Ricordiamo Carlo Carlevaris,
Pippo Anastasi e Giovanni Carpené
Ulivi, melograni e corbezzoli sono le piante di un piccolo bosco che popola il pendio che sta accanto all’eremo, a pochi Km da Bergamo, dove Mario ci ospita in appuntamenti regolari. Siamo ormai un piccolo “resto” dei preti operai. Spesso, ora molto spesso, piantiamo nuovi alberi. Ogni albero nuovo è un nostro compagno di viaggio che è volato via. Ciascuno con il proprio nome. Nel settembre scorso siamo scesi lungo il pendio e abbiamo piantato due melograni: si chiamano Carlo Carlevaris e Pippo Anastasi. Il prossimo si chiamerà Giovanni Carpené. Passano gli anni e le piante crescono fino a dare frutti. Oltre che per i preti operai, c’è posto anche per qualche nostro amico particolare. E il caso di Giuseppe Barbaglio, il blblista. Sono parecchi anni che se n’è andato. Un ulivo porta il suo nome. Ormai è grande e quest’anno è carico di olive. Davvero una meraviglia. Mentre eravamo insieme a questa compagnia, Mario ci ha raccontato una cosa curiosa: l’ulivo di Gino Piccio nella prima annata fruttifera ha prodotto 93 olive, gli stessi anni che lui aveva quando ha lasciato questo mondo.
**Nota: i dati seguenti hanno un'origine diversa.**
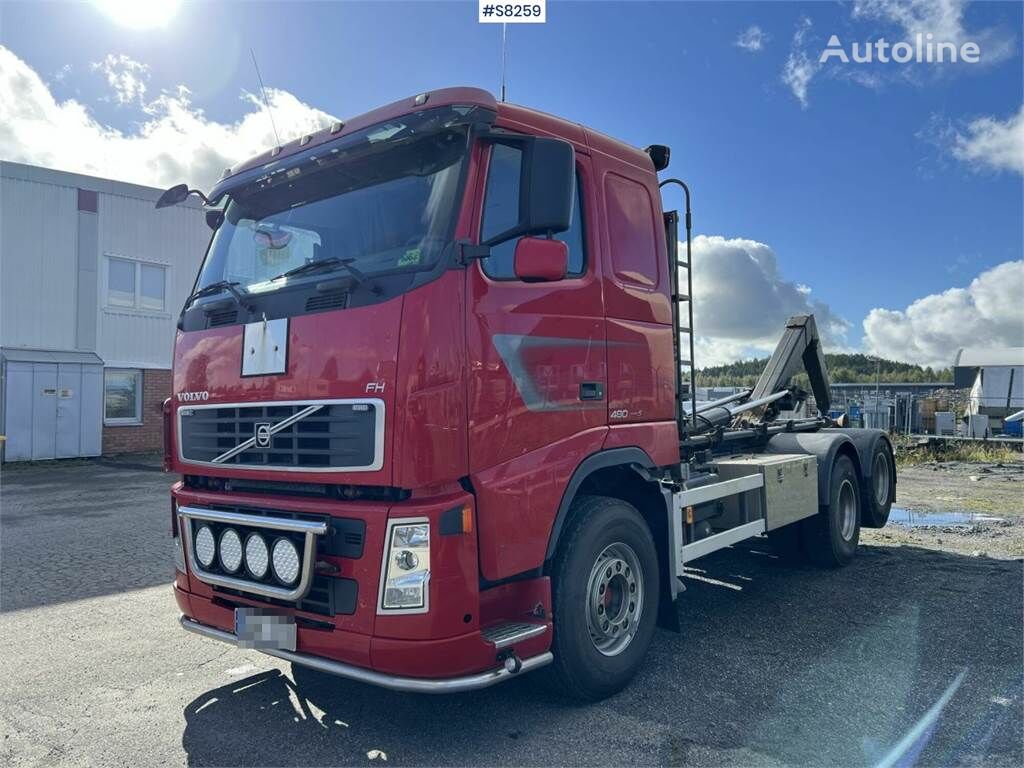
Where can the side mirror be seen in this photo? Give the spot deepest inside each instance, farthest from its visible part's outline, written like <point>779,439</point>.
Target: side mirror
<point>214,219</point>
<point>172,197</point>
<point>541,260</point>
<point>659,156</point>
<point>547,186</point>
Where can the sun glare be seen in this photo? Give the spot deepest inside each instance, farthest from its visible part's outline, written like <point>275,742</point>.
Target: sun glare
<point>139,14</point>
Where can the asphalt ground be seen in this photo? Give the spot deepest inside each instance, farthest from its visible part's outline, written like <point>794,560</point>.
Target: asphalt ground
<point>774,666</point>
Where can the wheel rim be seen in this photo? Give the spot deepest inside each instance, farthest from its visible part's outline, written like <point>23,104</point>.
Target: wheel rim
<point>847,510</point>
<point>614,598</point>
<point>881,476</point>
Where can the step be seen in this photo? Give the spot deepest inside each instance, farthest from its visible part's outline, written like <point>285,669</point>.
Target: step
<point>504,635</point>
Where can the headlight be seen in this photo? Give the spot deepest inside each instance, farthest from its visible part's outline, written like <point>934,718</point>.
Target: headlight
<point>286,561</point>
<point>257,556</point>
<point>230,551</point>
<point>205,546</point>
<point>407,567</point>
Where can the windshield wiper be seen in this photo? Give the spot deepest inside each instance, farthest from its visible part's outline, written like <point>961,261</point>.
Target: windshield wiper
<point>220,287</point>
<point>328,264</point>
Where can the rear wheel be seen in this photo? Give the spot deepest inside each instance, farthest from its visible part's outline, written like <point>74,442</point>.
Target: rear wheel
<point>879,491</point>
<point>830,537</point>
<point>604,583</point>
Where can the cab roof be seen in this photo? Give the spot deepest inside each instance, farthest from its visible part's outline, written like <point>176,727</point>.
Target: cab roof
<point>509,116</point>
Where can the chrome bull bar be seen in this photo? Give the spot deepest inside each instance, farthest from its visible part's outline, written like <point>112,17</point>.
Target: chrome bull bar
<point>308,528</point>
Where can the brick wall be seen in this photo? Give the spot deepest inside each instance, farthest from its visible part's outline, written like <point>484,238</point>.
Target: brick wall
<point>150,434</point>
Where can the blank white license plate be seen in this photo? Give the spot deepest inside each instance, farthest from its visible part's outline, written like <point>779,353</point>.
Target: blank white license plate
<point>264,630</point>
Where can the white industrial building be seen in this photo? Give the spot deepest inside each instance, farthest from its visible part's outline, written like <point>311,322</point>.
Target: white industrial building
<point>92,279</point>
<point>995,378</point>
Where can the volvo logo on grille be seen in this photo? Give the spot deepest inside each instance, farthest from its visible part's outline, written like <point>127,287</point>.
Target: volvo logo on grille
<point>263,435</point>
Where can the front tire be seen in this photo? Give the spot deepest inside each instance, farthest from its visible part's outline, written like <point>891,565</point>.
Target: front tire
<point>879,491</point>
<point>605,589</point>
<point>830,537</point>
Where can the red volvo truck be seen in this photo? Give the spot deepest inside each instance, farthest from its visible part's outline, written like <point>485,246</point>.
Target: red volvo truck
<point>434,414</point>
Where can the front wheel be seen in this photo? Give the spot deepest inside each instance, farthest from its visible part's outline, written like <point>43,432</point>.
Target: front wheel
<point>604,595</point>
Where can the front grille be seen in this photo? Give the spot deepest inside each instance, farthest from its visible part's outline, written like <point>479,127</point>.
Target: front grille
<point>338,435</point>
<point>332,300</point>
<point>221,317</point>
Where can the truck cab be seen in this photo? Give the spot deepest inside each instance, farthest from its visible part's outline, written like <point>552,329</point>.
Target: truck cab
<point>426,403</point>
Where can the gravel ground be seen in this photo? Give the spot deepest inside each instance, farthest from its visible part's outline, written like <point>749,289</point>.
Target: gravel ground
<point>992,495</point>
<point>774,666</point>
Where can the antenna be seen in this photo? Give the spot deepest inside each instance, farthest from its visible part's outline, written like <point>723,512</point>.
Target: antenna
<point>505,57</point>
<point>266,103</point>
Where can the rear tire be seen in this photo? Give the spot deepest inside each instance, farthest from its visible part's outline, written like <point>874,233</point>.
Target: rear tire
<point>605,588</point>
<point>830,537</point>
<point>879,491</point>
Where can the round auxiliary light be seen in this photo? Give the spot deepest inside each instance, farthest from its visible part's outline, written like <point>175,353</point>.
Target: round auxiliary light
<point>230,551</point>
<point>286,561</point>
<point>257,556</point>
<point>206,548</point>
Ogni volta che qualcuno dei nostri compagni di viaggio raggiunge il traguardo della vita storica, emerge la sua unicità, l’originalità della sua esistenza. Viene alla luce la scia lasciata nel cammino, i tanti incontri, la semina e le fioriture che negli anni sono sbocciate. Soprattutto si alza un po’ il velo di una storia d’amore che, sia pure con tutti i limiti, affonda le sue radici in quell’amore primordiale che ci accoglie quando si chiudono i nostri giorni nella notte. Ciascuno è molto di più di quello che è riuscito ad essere, a manifestare e a comunicare nelle opere e nei giorni. Ci si accorge di questo quando il suo posto accanto a noi rimane vuoto. L’assenza ci evoca una unicità, una irripetibilità, che in qualche modo viene intuita nel suo insieme: una storia adempiuta. E non ce n’è una uguale all’altra. Nella vita storica si è un po’ costretti a vivere nella parzialità, che spesso tendiamo a maggiorare, entrando in collisione. Forse fa parte del mestiere di vivere. Ci si conosce, ma è molto più quello che si ignora dell’altro, anche se si cammina nella stessa direzione.
Davvero. E’ una emozione grande vedere quegli alberi, uno accanto all’altro. Essere lì con loro. Ciascuno col suo nome che evoca il mistero e la bellezza di singole esistenze che abbiamo incrociato e con le quali si è gioito e sofferto. Simili, eppure diversi. Quel piccolo bosco ce li presenta insieme. E se ascoltiamo il suo silenzio, ci parla. Per associazione mi viene in mente quel testo del primo libro dei Re dove si narra del profeta Elia che dopo la traversata del deserto sale sul monte Oreb e nel sussurro di una brezza leggera percepisce la voce di silenzio del Signore.
Le foglie di quegli alberi si muovono, sensibili allo spirare della brezza. Se ci fermiamo nel silenzio, e ci poniamo in ascolto del loro stormire insieme, sorge in noi la percezione di una coralità che infrange la solitudine che la morte impone sul nostro versante, per alludere ad una diversa dimensione dove quello che a noi appare frammentato si ricompone in una armonia che per un attimo si lascia intuire. E loro, quei volti simbolicamente richiamati da quella comunità di alberi vivi, ci annunciano lo shalom dicendoci: abbiamo portato a termine la nostra corsa. E’ un flusso di speranza che ci arriva da altrove e che ci accompagna. Mi sembra che Bonhoeffer abbia ben raccontato questo vissuto in una delle sue ultime parole affiorate dalla tenebra del carcere della Gestapo: la sua poesia “Potenze benigne” di cui riporto le ultime due strofe:
Quando il silenzio profondo scende intorno a noi
facci udire quel suono pieno
del mondo, che invisibile
s’estende intorno a noi
l’alto canto di lode di tutti i tuoi figli.
Da potenze benigne prodigiosamente protetti,
attendiamo consolati quello che accadrà.
Dio ci è a fianco alla sera e al mattino,
e senza fallo, in ogni giorno che verrà.